Latency Testing in a Nanosecond World
As components in the Network have got faster and more feature rich, the methods of testing and verifying a vendor's claims of superiority over their competitors must be tested and verified.
Many of the elements such as Switches, FPGA Feed Handlers, Servers and NICs operate in sub-200 nanosecond latency range. This article is my opinion, I invite you to share yours.
The Essentials
- Use OEM parts for the test rig from well known vendors in the space, that test and verify their own equipment before they go to market. It is tempting to go for cost reduction using aftermarket but if the results look sketchy, it will be questioned.
- Always use an external copy - Never use SPAN or measurement mechanisms included within the devices you are testing. I always use a good quality optical TAP to take a copy of the data to send to a TAP Aggregation device.
- Timestamp as close as possible to the TAP using a TAP aggregation device capable of nanosecond ingress timestamping, that ideally adds the timestamp to the header of the copied packet. That way, if you see congestion and buffer on the packet broker Network at least the timestamp is from capture point not at the analysis tool.
- Use equal cable lengths so you are working with a known quantity. We know latency for normal fibre is 4.9 nanoseconds per meter (5 nanoseconds is what most people use, but who is counting? Oh yes, YOU!!) so you can take away the latency introduced by the TAP infrastructure at each hop.

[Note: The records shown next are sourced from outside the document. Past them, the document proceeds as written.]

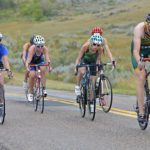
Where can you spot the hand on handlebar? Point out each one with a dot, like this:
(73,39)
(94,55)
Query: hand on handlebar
(49,68)
(141,65)
(10,74)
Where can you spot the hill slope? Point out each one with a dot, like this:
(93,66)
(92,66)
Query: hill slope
(66,33)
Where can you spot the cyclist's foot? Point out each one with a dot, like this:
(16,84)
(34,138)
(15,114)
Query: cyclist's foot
(1,109)
(92,108)
(78,99)
(77,90)
(103,101)
(141,118)
(45,93)
(30,97)
(25,85)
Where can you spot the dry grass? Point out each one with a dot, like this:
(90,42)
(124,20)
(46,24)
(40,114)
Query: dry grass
(119,43)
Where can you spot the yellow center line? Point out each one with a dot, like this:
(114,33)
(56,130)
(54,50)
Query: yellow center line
(61,100)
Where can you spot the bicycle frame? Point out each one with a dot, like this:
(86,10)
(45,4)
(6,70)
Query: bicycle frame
(2,92)
(143,124)
(38,91)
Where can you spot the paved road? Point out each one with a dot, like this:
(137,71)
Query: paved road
(62,128)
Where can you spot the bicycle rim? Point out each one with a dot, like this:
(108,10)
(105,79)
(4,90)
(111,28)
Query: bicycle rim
(35,95)
(91,101)
(82,100)
(2,116)
(41,99)
(105,94)
(143,125)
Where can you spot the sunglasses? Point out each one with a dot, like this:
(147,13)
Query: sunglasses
(40,46)
(96,45)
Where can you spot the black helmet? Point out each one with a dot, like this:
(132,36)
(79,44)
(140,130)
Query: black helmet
(31,39)
(148,17)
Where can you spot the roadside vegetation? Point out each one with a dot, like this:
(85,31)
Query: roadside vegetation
(66,25)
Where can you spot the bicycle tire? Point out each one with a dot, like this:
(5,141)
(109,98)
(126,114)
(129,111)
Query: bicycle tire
(143,125)
(40,100)
(2,117)
(105,91)
(35,95)
(82,101)
(91,100)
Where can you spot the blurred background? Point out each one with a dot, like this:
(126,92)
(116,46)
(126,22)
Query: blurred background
(66,25)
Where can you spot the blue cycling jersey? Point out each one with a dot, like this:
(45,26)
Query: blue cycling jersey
(3,51)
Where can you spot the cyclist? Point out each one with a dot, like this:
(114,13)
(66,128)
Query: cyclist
(35,56)
(140,45)
(4,56)
(99,31)
(24,58)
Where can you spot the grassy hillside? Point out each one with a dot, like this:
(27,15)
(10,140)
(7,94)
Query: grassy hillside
(65,36)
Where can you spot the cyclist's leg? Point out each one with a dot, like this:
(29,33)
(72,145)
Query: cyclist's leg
(81,72)
(140,90)
(26,76)
(32,76)
(43,75)
(93,76)
(140,81)
(1,82)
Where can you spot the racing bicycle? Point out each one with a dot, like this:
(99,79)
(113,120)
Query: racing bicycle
(143,124)
(103,88)
(87,97)
(38,95)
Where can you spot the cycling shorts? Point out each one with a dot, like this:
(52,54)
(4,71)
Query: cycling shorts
(145,50)
(33,68)
(92,68)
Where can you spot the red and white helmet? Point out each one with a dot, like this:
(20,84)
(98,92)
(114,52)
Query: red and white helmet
(97,30)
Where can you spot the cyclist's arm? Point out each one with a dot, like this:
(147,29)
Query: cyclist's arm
(107,49)
(82,50)
(25,48)
(45,51)
(30,55)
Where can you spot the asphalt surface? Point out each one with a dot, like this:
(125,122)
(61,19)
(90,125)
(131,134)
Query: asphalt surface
(60,127)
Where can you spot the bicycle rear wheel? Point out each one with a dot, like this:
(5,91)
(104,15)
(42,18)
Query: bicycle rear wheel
(91,100)
(40,96)
(143,125)
(106,95)
(2,105)
(82,101)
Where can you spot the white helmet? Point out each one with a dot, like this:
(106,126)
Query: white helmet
(39,40)
(1,36)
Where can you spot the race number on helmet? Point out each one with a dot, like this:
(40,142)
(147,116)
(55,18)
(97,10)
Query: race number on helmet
(97,30)
(97,39)
(39,40)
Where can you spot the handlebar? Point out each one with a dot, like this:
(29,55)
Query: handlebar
(146,59)
(100,66)
(37,65)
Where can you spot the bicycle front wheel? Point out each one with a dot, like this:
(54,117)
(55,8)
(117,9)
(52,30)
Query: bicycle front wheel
(2,105)
(91,101)
(143,125)
(82,101)
(106,94)
(40,101)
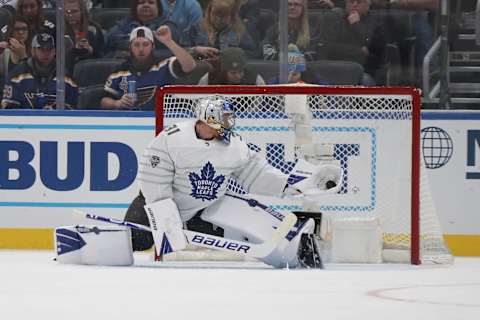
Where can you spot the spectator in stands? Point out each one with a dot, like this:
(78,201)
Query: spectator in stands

- Use Min, Mean, 50th, 99th and 99.99th Percentiles for analysis. Max is too much of an unknown in my opinion. Was it the device or a measurement error?
The Basic Architecture
Often we are pushed for a decision, and if you are not fortunate enough to have a permanent test rig for you to insert the devices being tested, then at a minimum have an external traffic generator doing the sending of the data as well as the measurement.
A few words of caution with this approach however:
- You are relying on the accuracy of the test tool. Not only on the ability for it to send the data in the pattern and interframe gap that you specify, but the accuracy of how it is being reported to you.
- These tools usually work in the 30 nanoseconds of accuracy space. Fine (or maybe not) if you are measuring a 600ns device as the margin of error is 5%, but for a Layer 1 switch that can replicate in 5 nanoseconds?
- If you are doing more complex measurement like a Raw market to normalized test, the traffic generator, unless more sophisticated, will be unable to tie back the pre-ingress and post-egressed data.
The Preferred Architecture
If you have a dedicated environment to test in, or are building one (because let's be honest, if you are playing in the nanosecond arena, you should) then something like this is what you should be testing in.
This looks complicated to measure one device, but it is necessary:
- As the traffic leaves the traffic generator, a copy is taken from the passive optical TAP north of the device being tested.
- That copy is sent to the TAP Aggregation device which on ingress applies a timestamp on (more on this later) and possibly an index value to identify the tap if there are multiple copies of the same data.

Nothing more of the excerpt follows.